Audit Log
We previously discussed Authorization, which is controlling who can get into RavenDB and what they can access.
In addition, RavenDB also provides an optional Audit Log, which is the ability to keep track of who has connected to the system and when.
RavenDB supports the process of access audits at the level of database connections.
Enabling the Audit Log
Access the settings.json file and set the following configuration values:
- Security.AuditLog.FolderPath
- Security.AuditLog.RetentionTimeInHours (optional, default is one year)
What is being logged
Once the configuration values are set, RavenDB will use a dedicated audit log to record:
- Every time a connection is made to RavenDB
- Every time a connection to RavenDB is closed
- What certificate was used and what privileges it was granted
- When a connection is rejected by RavenDB as invalid
- When a database is created or removed (from all nodes or a single node)
- When an index is created or removed.
Things to consider
The audit log folder will contain the audit entries and can be loaded into centralized audit and analysis by dedicated tools.
RavenDB does nothing with the audit logs except write them.
It is important to understand that the audit logs are local. That is, if we have a database residing on node C which is removed by a command originating on node B, the audit entry will be in the audit log of node B, not node C.
Also note that RavenDB writes connections to the audit log, not requests. This is done for performance and managability reasons.
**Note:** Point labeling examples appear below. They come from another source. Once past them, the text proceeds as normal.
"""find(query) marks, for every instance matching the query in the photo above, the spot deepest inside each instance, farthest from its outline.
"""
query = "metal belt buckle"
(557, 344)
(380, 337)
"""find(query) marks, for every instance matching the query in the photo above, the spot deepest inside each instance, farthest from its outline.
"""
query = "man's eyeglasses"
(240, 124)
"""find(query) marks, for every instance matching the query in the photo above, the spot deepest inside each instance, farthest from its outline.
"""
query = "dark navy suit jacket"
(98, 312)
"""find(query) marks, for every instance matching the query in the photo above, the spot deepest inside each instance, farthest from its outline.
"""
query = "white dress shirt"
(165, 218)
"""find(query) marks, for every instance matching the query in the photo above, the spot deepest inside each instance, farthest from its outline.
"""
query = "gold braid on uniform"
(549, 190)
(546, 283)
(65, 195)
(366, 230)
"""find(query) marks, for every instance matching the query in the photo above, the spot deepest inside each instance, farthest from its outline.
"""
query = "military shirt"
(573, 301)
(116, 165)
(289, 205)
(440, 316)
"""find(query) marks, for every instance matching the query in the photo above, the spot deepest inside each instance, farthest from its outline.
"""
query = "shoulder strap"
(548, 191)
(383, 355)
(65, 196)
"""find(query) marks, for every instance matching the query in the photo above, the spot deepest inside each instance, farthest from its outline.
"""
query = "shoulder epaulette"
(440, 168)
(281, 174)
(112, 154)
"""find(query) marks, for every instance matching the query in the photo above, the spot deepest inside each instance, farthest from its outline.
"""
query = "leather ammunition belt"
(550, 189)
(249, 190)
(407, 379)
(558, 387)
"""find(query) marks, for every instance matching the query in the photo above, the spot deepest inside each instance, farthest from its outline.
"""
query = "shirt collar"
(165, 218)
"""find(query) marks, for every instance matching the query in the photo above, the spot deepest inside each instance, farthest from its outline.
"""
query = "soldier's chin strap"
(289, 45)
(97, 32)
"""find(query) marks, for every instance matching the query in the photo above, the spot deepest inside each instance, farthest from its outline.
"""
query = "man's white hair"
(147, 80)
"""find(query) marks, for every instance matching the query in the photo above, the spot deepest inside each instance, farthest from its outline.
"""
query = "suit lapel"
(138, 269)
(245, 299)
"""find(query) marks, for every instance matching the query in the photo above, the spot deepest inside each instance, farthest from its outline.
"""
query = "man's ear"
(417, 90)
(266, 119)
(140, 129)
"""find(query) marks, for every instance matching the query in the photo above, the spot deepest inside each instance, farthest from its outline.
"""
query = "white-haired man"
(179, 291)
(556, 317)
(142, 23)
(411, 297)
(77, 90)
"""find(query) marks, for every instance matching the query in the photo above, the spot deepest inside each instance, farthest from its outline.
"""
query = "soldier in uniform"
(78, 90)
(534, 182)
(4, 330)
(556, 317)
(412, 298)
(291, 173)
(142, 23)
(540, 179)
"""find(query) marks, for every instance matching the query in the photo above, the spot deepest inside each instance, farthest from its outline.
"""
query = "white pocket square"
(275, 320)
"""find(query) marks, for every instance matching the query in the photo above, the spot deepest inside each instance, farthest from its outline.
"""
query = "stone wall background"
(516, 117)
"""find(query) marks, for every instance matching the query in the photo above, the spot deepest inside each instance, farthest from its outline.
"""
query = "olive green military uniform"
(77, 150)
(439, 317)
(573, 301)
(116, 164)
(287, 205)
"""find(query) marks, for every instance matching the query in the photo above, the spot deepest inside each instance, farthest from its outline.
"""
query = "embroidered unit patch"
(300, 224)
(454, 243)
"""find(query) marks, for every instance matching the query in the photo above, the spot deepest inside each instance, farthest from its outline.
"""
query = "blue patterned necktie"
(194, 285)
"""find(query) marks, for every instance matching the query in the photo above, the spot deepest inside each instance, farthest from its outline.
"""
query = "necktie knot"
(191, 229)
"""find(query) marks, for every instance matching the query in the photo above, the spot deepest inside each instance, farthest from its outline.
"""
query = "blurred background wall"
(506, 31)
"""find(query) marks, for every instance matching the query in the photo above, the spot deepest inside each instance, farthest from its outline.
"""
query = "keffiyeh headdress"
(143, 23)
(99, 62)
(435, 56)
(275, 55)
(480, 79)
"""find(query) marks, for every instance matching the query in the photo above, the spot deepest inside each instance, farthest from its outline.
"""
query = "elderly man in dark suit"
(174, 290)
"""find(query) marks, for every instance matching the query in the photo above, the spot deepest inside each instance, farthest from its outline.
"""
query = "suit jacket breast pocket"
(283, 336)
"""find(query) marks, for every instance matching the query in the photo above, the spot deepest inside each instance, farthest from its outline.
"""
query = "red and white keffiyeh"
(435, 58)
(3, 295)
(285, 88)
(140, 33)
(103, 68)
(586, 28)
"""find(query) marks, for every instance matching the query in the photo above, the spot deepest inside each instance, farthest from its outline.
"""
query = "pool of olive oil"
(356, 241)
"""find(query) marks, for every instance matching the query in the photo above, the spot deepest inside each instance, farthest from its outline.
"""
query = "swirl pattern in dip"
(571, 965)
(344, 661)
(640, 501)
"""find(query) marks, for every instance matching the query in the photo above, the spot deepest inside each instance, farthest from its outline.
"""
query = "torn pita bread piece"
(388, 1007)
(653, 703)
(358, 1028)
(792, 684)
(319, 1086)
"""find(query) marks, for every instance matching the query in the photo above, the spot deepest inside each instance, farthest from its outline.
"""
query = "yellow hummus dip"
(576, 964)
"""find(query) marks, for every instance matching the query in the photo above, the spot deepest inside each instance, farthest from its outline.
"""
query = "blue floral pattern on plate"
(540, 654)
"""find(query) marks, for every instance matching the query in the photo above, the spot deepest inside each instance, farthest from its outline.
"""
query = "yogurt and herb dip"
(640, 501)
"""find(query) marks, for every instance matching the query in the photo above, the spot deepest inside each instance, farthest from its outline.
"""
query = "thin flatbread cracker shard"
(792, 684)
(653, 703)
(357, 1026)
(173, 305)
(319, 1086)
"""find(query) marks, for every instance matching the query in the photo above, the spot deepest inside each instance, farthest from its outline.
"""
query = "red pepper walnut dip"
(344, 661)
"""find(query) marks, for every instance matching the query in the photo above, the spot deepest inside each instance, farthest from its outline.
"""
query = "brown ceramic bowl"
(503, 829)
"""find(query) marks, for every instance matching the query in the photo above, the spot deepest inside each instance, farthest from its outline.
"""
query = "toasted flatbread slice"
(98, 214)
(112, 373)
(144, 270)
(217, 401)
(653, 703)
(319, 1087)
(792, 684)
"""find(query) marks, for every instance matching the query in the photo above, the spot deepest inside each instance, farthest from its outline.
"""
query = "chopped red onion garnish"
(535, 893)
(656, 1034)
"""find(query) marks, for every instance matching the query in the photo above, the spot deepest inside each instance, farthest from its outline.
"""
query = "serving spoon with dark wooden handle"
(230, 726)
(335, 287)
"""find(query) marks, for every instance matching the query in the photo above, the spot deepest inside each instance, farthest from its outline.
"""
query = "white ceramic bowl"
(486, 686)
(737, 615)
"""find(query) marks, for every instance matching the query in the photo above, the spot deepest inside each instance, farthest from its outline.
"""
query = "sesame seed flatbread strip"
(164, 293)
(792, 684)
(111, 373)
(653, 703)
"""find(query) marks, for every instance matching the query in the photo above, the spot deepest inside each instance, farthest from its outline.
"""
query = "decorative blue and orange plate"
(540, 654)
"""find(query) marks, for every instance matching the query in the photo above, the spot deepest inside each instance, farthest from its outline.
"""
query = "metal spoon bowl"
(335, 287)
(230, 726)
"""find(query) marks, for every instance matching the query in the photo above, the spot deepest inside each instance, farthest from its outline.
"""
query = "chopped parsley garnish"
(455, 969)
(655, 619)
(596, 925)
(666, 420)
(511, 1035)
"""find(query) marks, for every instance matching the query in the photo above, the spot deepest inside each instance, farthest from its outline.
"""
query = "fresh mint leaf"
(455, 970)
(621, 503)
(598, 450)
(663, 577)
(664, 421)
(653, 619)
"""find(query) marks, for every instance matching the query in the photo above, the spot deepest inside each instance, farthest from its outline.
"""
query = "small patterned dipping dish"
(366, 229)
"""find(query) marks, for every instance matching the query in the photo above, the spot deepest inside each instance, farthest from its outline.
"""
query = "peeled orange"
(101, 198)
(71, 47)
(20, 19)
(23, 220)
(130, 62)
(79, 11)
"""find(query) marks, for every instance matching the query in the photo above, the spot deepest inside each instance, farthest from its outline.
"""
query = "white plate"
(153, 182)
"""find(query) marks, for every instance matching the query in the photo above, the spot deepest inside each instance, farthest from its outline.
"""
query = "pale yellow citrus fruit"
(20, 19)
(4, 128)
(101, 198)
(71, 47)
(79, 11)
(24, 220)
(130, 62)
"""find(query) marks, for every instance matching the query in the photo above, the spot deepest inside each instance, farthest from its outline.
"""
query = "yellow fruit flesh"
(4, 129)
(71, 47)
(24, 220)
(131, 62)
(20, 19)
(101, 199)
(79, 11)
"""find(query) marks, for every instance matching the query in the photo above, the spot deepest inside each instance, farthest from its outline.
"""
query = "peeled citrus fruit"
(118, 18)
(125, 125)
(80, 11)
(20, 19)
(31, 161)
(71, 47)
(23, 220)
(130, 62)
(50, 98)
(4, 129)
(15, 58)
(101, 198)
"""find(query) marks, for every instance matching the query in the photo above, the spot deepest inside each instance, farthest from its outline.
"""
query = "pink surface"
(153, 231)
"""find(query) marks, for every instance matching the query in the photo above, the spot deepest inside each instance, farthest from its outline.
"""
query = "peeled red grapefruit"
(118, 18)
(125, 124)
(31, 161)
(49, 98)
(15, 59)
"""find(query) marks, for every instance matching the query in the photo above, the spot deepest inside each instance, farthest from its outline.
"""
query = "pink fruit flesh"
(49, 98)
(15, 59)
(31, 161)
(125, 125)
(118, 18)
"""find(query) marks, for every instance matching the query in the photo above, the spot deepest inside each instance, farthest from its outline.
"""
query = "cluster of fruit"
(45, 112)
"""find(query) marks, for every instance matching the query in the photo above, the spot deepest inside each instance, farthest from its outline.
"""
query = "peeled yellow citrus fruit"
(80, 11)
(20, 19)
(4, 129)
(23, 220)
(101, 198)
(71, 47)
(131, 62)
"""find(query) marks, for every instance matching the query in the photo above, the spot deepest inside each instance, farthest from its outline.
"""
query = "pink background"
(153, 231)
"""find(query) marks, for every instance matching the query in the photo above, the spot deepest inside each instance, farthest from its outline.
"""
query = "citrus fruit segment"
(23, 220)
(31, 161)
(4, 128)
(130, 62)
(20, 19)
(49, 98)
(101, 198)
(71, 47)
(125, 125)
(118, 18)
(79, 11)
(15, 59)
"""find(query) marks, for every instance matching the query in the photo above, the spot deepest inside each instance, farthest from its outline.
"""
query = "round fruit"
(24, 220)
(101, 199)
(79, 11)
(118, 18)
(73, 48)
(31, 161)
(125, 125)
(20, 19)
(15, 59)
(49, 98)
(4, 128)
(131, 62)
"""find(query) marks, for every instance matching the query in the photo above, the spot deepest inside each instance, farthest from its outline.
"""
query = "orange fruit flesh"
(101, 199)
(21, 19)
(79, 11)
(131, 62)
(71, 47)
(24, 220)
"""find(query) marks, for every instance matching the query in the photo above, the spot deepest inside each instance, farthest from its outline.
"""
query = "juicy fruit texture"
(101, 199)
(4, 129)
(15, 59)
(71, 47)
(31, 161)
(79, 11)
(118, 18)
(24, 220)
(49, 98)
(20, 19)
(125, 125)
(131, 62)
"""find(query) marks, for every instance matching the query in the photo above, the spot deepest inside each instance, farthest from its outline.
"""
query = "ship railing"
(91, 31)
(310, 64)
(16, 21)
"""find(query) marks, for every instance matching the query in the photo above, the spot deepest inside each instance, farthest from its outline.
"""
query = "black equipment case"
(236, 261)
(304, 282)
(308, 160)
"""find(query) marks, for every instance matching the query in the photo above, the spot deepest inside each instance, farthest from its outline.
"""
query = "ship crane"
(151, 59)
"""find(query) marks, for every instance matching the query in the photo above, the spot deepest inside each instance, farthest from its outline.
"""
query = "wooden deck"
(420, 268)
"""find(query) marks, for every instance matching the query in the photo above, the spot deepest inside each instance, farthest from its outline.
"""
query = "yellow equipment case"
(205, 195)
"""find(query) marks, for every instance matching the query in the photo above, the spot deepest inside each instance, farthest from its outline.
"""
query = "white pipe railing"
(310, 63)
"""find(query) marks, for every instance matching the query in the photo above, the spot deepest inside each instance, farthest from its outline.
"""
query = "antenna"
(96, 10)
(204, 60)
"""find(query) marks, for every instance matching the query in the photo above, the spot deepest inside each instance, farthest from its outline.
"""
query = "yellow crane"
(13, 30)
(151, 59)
Otherwise, you'd have extremely large and unwieldy audit logs.
With HTTP 1.1, a single TCP connection is used for many different requests. The only items you'll find in the audit log are the time of the TCP connection, the certificate being used and the level of access granted to this certificate at the time of the connection. If you require more detailed logs (at the level of individual HTTP requests), you can use a proxy in front of RavenDB that will log the appropriate requests as they are being made.